Italy, 1957. Former racer and car manufacturer Enzo Ferrari (Adam Driver) is in crisis. Reeling from the death of his son a year earlier, bankruptcy threatens the factory he and his wife, Laura (Penelope Cruz) built from nothing ten years earlier. His affair with Lina Lari (Shailene Woodley) and his son by her pulls him in other directions. Ferrari's only hope of securing the future of his company lies in his racing team, led by Piero Taruffi (Patrick Dempsey), winning the treacherous Mille Miglia, a thousand-mile race from Brescia to Rome that will push everyone involved to their limits and beyond...

Michael Mann's career has been made of uncomfortably close examinations of men who excel in a chosen field, or who are guided by an unyielding force - to the detriment of every other aspect in their lives and in their relationships. In 'Heat', Robert DeNiro played a monkish criminal mastermind, while Al Pacino played a relentless cop on the downward slope of his third marriage. In 'The Insider', Russell Crowe's Oscar-winning performance as Jeffrey Weigand had no qualms about underlining the fact that while he was a man of unbelievable integrity and principle, he was also an asshole at times. Trace it all the way back to 'Thief', with the late great James Caan, and you can see that there's a consistent focus on a particular type of character in Mann's work.

To that end, it's clear that Adam Driver fully grasps what's at stake both on screen and off screen for 'Ferrari'. Compared to other roles, Driver almost underplays it bar a couple of misjudged scenes with Penelope Cruz. Driver is at his best when his character is in a huddle with his drivers, carefully reconstructing a race or sweating silently through a race and plotting the next move. If there's passion and fire, it's buried deep in the gut and instead bursts out in Penelope Cruz's performance.
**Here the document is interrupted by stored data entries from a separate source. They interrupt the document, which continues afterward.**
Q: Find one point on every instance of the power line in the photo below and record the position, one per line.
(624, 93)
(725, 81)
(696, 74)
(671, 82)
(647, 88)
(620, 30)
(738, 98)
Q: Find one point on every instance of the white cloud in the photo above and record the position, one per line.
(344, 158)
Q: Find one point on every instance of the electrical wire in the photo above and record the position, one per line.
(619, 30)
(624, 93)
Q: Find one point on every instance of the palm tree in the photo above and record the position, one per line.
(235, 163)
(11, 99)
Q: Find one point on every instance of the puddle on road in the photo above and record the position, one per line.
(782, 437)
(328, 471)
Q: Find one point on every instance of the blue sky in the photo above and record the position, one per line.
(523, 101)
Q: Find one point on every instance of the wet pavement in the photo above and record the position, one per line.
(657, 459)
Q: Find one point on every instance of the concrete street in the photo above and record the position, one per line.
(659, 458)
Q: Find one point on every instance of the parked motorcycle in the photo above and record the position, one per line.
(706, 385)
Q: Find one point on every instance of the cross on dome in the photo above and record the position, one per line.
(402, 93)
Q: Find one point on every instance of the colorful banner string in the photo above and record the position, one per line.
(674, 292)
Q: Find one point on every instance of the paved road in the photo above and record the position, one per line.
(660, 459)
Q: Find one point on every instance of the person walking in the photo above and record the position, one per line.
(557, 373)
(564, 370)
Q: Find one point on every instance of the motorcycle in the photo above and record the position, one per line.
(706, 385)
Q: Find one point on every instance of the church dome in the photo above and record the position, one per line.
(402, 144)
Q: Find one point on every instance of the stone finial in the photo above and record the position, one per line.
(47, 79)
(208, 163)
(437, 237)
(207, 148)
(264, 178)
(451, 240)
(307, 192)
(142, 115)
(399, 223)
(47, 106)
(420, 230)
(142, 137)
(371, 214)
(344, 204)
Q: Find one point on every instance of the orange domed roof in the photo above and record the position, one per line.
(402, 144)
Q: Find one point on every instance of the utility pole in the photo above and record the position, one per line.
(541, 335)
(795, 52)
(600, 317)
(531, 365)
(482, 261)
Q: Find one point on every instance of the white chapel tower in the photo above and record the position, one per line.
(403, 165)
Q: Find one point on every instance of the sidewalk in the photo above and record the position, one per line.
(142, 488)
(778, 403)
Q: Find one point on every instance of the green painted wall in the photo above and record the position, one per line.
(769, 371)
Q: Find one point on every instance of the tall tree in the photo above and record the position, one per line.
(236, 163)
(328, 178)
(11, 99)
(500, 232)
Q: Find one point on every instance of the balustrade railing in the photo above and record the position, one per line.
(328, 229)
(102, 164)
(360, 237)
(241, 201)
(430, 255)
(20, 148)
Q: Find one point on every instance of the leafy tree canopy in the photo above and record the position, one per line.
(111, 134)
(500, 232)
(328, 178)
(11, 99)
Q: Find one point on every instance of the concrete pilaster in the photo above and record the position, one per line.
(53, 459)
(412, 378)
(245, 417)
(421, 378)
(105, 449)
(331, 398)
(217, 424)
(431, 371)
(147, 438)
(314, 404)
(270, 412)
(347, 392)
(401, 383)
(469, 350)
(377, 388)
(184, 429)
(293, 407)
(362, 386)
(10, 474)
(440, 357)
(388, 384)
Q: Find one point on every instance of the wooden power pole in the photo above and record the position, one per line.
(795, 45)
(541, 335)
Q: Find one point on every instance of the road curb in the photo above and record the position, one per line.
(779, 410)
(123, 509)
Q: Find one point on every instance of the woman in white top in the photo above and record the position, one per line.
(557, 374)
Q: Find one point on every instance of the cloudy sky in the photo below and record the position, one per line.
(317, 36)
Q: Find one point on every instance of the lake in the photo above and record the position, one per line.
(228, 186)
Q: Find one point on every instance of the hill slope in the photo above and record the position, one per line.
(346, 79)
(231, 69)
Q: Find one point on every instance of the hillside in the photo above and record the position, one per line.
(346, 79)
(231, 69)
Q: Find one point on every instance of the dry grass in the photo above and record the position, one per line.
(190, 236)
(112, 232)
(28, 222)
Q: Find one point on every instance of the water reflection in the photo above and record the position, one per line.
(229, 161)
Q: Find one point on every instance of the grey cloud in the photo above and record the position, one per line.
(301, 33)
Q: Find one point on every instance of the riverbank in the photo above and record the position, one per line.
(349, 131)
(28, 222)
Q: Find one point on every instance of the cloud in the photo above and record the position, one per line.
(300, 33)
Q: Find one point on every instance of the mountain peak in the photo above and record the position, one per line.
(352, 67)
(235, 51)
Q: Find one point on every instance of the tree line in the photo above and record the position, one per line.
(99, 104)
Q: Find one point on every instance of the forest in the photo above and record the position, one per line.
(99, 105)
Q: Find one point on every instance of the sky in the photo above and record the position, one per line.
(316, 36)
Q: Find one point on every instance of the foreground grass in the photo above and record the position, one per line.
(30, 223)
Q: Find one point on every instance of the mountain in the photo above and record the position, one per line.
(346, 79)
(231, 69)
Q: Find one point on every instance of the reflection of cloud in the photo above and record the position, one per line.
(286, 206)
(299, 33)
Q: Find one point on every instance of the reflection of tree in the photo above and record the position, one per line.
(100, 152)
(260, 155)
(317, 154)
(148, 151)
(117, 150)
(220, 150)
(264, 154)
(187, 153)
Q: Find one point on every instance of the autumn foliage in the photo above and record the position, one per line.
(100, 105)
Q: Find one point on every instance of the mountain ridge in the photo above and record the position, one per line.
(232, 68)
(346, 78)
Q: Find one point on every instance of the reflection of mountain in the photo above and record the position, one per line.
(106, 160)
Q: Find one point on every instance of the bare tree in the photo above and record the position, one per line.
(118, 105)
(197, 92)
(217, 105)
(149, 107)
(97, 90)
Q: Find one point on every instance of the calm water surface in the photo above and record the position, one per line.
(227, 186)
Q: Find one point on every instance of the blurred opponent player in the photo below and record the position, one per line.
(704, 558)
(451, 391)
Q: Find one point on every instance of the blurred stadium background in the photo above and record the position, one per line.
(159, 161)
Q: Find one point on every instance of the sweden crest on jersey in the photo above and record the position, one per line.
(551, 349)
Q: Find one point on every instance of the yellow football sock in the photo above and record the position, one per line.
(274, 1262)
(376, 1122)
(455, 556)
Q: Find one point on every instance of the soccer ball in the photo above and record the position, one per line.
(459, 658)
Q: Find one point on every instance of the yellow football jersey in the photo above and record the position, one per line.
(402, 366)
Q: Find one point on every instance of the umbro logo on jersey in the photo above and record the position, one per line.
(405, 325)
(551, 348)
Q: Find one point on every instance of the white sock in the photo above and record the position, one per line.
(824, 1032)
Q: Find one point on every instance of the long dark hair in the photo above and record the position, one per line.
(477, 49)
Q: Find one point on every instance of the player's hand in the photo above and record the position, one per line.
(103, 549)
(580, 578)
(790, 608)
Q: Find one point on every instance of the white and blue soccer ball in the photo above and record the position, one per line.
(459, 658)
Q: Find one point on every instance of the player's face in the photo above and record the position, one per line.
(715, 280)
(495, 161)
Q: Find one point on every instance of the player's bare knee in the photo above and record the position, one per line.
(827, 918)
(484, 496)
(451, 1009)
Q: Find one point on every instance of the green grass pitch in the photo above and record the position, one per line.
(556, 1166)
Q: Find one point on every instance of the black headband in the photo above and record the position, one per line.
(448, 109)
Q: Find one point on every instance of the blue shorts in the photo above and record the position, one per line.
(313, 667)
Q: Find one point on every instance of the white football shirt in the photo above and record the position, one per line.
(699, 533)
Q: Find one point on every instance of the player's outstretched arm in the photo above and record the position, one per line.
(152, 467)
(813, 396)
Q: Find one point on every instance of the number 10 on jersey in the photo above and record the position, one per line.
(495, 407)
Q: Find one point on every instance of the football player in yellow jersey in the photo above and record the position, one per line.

Both of them play either side of grief, with Cruz's character wearing black and a mask of exhaustion, while Driver's character has shut himself off entirely and allows nothing to get close to him - just the work and nothing else.

Michael Mann's willingness to throw away the conventional approach to racing and driving sequences is to be applauded. Where James Mangold's 'Ford v Ferrari' had slick, orchestrated beats and thundering engines racing across the screen, Mann's 'Ferrari' slaps the camera right in the cockpit and has Patrick Dempsey - himself an accomplished race car driver - race the car through the Italian countryside. It's raw, unpolished, almost unbearably loud, but your attention is glued to the cinema screen because it feels as though you're in the thing next to them. Except for Tony Scott's 'Days of Thunders', few racing movies have managed to reach that level of intensity. Where 'Ferrari' loses speed, however, is in the dynamics between Driver, Cruz, and Woodley.

Though thematic parallels exist between Ferrari's personal and professional life, how racing is a head-versus-heart game while Ferrari is drawn to both women in different ways, the whole thing resolves itself in pretty bland fashion for it to be the focal point of the movie. It's a little disappointing, as you get the sense that there were more compromises made in 'Ferrari' than in other works by Mann. Indeed, that's always been his guiding principle - to be uncompromising, and it's a quality found in Ferrari - but not in the movie that bears his name.

Still, 'Ferrari' has more than enough style and panache to drive itself, though it sometimes finds itself sidetracked and running out of road.